Memory Coalescing

I have a variation of the CUDA N-body example, instead of one sub-particle type (one atom), I have two sub-particle types (2 atoms) for each particle (molecule). I use the float3 type to store the x, y, z co-ordinates . I have stored the co-ordinates in memory as follows:

atom0_mol0 x, atom0_mol0 y, atom0_mol0 z
atom1_mol0 x, atom1_mol0 y, atom1_mol0 z

atom0_mol1 x, atom0_mol1 y, atom0_mol1 z
atom1_mol1 x, atom1_mol1 y, atom1_mol1 z

Similar to the N-body example, each thread uses its global thread ID to store the co-ordinates for the two atoms in a molecule. And then threads in a block share the task of copying a molecule’s co-ordinates to shared memory (which all the threads will access later) much like the N-body example. In spite of trying a few different access patterns for the loads from the global memory to retrieve the co-ordinates, I have not been able to achieve coalesced accesses in this case (as reported by the Compute Visual Profiler). Any hints on this will be appreciated.

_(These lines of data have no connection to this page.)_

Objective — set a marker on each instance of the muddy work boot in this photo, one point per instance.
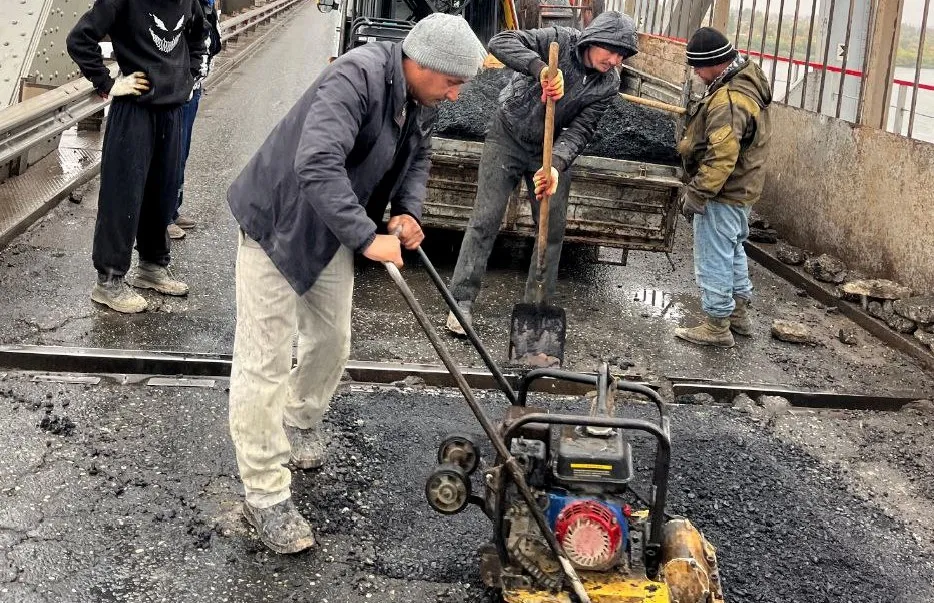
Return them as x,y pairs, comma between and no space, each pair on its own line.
713,331
281,527
309,448
160,278
185,222
175,232
453,325
117,296
739,319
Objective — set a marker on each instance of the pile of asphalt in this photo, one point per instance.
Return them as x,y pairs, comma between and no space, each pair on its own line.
140,502
626,131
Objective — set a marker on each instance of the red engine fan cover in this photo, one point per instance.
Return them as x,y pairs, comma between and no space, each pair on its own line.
589,534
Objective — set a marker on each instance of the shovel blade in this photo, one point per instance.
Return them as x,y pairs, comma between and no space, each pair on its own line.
536,335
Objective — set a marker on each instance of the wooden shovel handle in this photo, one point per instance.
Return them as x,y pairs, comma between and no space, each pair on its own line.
547,145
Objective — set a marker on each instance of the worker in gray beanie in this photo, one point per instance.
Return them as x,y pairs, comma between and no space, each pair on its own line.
311,198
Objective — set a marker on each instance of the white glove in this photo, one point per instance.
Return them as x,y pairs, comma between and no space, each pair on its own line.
543,184
130,85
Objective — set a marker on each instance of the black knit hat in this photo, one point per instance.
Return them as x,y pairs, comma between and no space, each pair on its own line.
708,47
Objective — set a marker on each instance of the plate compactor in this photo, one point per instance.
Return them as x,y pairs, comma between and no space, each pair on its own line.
580,470
559,491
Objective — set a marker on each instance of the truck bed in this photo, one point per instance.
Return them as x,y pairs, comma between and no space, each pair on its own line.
613,202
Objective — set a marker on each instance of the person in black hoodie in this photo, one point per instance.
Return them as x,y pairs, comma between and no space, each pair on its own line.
160,48
586,83
182,223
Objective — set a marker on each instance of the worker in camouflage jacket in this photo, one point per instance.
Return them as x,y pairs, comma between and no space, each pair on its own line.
587,82
724,150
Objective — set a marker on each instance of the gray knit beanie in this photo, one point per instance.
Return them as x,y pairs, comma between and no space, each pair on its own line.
445,43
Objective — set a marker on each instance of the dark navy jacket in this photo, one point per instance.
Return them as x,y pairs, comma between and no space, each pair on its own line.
328,170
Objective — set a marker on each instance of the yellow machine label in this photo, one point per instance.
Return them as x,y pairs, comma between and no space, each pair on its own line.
602,588
591,466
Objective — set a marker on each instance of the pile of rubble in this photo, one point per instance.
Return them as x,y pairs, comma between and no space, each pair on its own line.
626,131
890,302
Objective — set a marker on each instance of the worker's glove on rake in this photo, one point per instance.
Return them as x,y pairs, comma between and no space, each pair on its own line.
130,85
545,186
551,88
689,207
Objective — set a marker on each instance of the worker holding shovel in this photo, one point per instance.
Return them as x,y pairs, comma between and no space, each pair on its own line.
586,82
307,202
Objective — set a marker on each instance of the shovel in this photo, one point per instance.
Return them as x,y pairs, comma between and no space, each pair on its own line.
510,462
537,330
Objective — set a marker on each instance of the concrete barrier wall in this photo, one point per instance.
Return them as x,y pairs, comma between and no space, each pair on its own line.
861,194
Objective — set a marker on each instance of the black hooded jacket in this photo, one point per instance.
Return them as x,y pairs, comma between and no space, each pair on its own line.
165,39
587,93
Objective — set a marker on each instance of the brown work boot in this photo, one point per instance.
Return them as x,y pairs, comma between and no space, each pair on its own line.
309,448
185,222
160,278
117,296
175,232
713,331
281,527
739,319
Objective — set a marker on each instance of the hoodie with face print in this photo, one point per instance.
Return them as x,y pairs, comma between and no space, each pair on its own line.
165,39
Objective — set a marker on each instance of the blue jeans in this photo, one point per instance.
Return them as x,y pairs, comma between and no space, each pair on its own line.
720,266
189,111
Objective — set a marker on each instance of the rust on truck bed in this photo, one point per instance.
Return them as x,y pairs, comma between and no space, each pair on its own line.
613,202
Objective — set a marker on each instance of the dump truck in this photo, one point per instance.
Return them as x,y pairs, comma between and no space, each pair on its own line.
614,203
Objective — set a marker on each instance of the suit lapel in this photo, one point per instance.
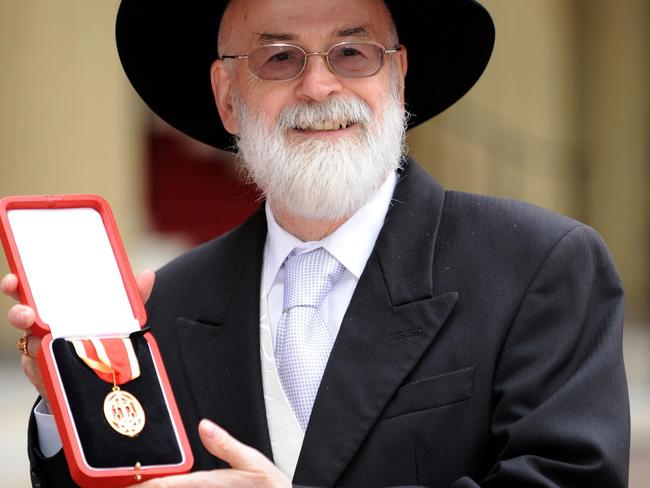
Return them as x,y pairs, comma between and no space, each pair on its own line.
392,319
219,344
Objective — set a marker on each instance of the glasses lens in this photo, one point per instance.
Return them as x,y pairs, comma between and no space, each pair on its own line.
276,62
356,59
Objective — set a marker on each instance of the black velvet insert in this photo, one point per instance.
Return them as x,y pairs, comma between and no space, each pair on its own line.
102,446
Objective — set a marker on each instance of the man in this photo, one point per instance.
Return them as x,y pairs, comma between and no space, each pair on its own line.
459,340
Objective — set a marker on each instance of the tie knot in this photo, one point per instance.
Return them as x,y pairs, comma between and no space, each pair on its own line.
309,277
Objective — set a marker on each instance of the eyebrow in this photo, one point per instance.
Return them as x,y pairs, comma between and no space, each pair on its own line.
270,37
357,31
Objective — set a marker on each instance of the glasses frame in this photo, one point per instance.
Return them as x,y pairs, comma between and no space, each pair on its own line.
325,54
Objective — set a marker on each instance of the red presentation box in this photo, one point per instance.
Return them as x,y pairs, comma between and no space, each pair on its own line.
73,271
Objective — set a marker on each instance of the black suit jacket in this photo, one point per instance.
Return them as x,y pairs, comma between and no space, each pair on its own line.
482,346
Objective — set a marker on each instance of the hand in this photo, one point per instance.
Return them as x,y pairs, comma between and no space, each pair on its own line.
249,467
22,318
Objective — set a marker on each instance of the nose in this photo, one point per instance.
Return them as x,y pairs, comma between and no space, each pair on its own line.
317,82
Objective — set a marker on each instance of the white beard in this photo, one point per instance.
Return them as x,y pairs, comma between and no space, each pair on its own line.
315,178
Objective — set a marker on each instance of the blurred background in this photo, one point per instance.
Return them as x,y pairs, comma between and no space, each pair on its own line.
561,118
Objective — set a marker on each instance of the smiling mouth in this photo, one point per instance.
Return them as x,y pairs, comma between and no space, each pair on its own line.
324,125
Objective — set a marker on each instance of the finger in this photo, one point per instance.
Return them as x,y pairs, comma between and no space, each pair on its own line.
238,455
145,283
199,479
21,317
9,286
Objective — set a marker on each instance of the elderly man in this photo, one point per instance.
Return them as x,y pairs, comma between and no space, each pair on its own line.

You will probably have to recast temporarily to a different type (float, float2 or float4) to achieve the necessary reshuffling.

I replaced with float4 but that did not help alleviate the coalescing problem. I also tried the following storage pattern:

atom0_mol0 x atom0_mol0 y atom0_mol0 z

atom0_mol1 x atom0_mol1 y atom0_mol1 z

and so on

followed by

atom1_mol0 x atom1_mol0 y atom1_mol0 z

atom1_mol1 x atom1_mol1 y atom1_mol1 z

and so on

I was thinking that in the above case each thread will read the contiguous locations when retrieving the same atom type. I still see CVP reporting non-coalesced accesses.

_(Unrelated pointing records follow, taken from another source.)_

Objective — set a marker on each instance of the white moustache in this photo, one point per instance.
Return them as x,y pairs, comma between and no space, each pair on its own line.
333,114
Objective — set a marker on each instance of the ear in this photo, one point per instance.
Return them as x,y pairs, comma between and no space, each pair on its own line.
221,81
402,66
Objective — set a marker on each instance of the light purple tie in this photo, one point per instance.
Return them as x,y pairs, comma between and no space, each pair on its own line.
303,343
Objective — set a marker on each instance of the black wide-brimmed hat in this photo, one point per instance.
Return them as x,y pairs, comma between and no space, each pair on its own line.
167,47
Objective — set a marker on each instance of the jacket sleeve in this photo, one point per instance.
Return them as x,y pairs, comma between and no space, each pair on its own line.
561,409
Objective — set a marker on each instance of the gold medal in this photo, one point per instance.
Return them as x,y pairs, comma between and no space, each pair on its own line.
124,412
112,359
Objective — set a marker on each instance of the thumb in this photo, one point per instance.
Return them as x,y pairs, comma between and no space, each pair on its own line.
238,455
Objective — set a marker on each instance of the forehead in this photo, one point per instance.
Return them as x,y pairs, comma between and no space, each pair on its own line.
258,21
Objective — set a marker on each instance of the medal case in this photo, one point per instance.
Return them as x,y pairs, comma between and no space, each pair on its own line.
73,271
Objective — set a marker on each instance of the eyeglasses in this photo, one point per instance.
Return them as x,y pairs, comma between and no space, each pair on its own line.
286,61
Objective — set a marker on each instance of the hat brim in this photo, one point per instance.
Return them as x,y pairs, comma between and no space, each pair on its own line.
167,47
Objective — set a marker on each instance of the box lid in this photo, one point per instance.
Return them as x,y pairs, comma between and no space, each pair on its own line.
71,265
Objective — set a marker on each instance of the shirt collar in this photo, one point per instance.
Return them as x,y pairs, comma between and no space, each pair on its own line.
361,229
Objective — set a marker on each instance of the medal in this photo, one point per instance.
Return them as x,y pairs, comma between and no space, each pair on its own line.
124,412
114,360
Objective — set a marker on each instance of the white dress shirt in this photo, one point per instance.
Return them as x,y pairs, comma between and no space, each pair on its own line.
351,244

Casting to float4 alone does not solve the issue either. You also have to reassign the accesses to threads so that each thread reads 4 consecutive floats from memory, with the next thread reading the following 4 floats and so on. Then the optimizer will usually be clever enough to replace these by a single 128 bit/thread memory transaction.

If you are free to rearrange the data in memory, then the simplest thing probably is to just change the layout to this one:

atom0_mol0 x atom0_mol1 x atom0_mol2 x …
atom1_mol0 x atom1_mol1 x atom1_mol2 x …

atom0_mol0 y atom0_mol1 y atom0_mol2 y …
atom1_mol0 y atom1_mol1 y atom1_mol2 y …

atom0_mol0 z atom0_mol1 z atom0_mol2 z …
atom1_mol0 z atom1_mol1 z atom1_mol2 z …

It will not automatically lead you 64 bit/thread or 128 bit/thread transactions, but gives coalesced and bank conflict free memory accesses without further thought.

Thanks for the reply. Just to make sure I understand it right, for the NVIDIA Fermi architecture, a warp accesses the memory concurrently, hence, the following

atom0_mol0 x atom0_mol1 x atom0_mol2 x … atom0_mol31x

So if I have 32 or more threads in a block, in a warp, thread0 accesses atom0_mol0 x, thread 1 accesses atom0_mol1x and so on.

the above will be grouped into a (32*32-bit)/8 = 128B transaction?

Similarly for the other atoms and co-ordinates?